Belt acknowledged that some comparisons between the defined 
benefit pension system and the savings and loan crisis were 
quite apt. As with the savings and loan crisis, the 
existence of a government guarantee arguably creates a 
moral hazard and encourages unacceptable risk taking. In 
both instances the regulatory systems are characterized by 
a lack of transparency. One significant difference the head 
of the PBGC stated was that “the numerous instances of 
fraud and mismanagement that characterized the savings and 
loan crisis have not appeared in the case of pensions.” 
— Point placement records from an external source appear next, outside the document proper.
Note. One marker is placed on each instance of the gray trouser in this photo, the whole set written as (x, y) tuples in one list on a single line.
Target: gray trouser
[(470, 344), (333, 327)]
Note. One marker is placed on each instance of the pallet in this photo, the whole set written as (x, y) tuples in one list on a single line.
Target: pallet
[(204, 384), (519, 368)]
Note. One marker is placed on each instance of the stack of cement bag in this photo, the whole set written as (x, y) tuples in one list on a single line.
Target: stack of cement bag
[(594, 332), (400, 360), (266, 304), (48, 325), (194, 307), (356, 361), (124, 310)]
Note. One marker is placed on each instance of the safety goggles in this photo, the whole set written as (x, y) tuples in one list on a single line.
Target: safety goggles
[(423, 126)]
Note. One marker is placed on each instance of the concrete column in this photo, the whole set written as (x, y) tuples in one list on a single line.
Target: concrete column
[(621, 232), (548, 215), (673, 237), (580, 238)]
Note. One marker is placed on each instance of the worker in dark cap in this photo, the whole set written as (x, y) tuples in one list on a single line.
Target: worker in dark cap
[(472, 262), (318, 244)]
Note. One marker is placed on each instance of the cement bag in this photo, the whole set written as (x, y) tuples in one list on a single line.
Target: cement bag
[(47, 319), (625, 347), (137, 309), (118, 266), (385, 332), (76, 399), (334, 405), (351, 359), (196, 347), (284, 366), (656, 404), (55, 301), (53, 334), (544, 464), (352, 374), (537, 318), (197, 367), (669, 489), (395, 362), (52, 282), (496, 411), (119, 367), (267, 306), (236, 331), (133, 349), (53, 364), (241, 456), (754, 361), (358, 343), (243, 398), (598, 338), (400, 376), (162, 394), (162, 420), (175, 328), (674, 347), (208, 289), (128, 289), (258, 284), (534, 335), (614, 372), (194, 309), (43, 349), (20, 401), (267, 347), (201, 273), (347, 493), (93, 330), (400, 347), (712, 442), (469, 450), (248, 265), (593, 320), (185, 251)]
This is a remarkable statement—especially considering the 
source. In our experience we have found instances of fraud 
and mismanagement involving pensions to be commonplace. Why 
is it that the PBGC has not found evidence of fraud and 
mismanagement? There are two reasons. First, they are not 
looking for it and second, they wouldn’t know it if they 
saw it. Let us explain. 
 
The fraud and mismanagement we routinely encounter often 
does not involve plan sponsors. Rather, it involves firms 
that provide investment advisory, investment management, 
brokerage and other services to pensions. Wrongdoing, often 
involving collusion between the above parties, can and does 
often significantly weaken the financial health of defined 
benefit plans. Conflicts of interest involving investment 
consultants lead to overly aggressive allocations to active 
equity, high turnover money managers, as well as private 
equity and hedge fund managers. Lack of effective 
negotiation between consultants and managers leads to 
excessive investment advisory fees. Excessive brokerage 
commissions are likely where there is a 
consultant-affiliated brokerage involved. Fraudulent 
performance and other reporting by managers are routinely 
cited in the SEC deficiency letters issued to managers that 
we review in connection with our investigations. Then there 
are countless undisclosed financial arrangements involving 
custodians, lawyers, actuaries and others. 
 
Where sophisticated investigative and audit procedures are 
instituted, the problems discussed above will often be 
uncovered. Yet when the PBGC assumes control of pensions, 
it does not undertake such a forensic audit or review of 
past investment operations. While the corporations that 
sponsor these plans may be bankrupt, the vendors who have 
provided investment services to the plans over the years 
and may have been involved in self-dealing, are not. Would 
it not make sense both in terms of imposing discipline in 
the marketplace, as well as preserving the PBGC’s financial 
condition, to examine whenever a plan is taken over by the 
PBGC whether any of the vendors may have contributed to its 
demise? 
 
In the case of the savings and loan crisis parties that had 
caused a loss to a failed savings institution were 
generally barred from contracting with the Resolution Trust 
Corporation in connection with the bail out work. What if 
parties that engaged in wrongdoing in connection with 
pensions, resulting in uncompensated losses to pensions, 
were prohibited from contracting with the pensions PBGC 
handles?  
 
To be sure there is also fraud, or at least mismanagement, 
involving sponsors of defined benefit plans, including 
outrageous actuarial assumptions and other accounting 
shenanigans; absurd percentages of company stock in plans; 
and questionable hires of money managers, consultants and 
other parties. These factors may also contribute to any 
defined benefit plan bail out that may be necessary in the 
future. 
 
In conclusion, while the PBCG may not be aware of numerous 
instances of fraud and mismanagement involving defined 
benefit pensions, they exist. However, we need to begin to 
define fraud and mismanagement in the pension context, 
versus savings and loan. Finally, the PBGC needs to 
establish today procedures for dealing with the massive 
defined benefit failures we all know are coming.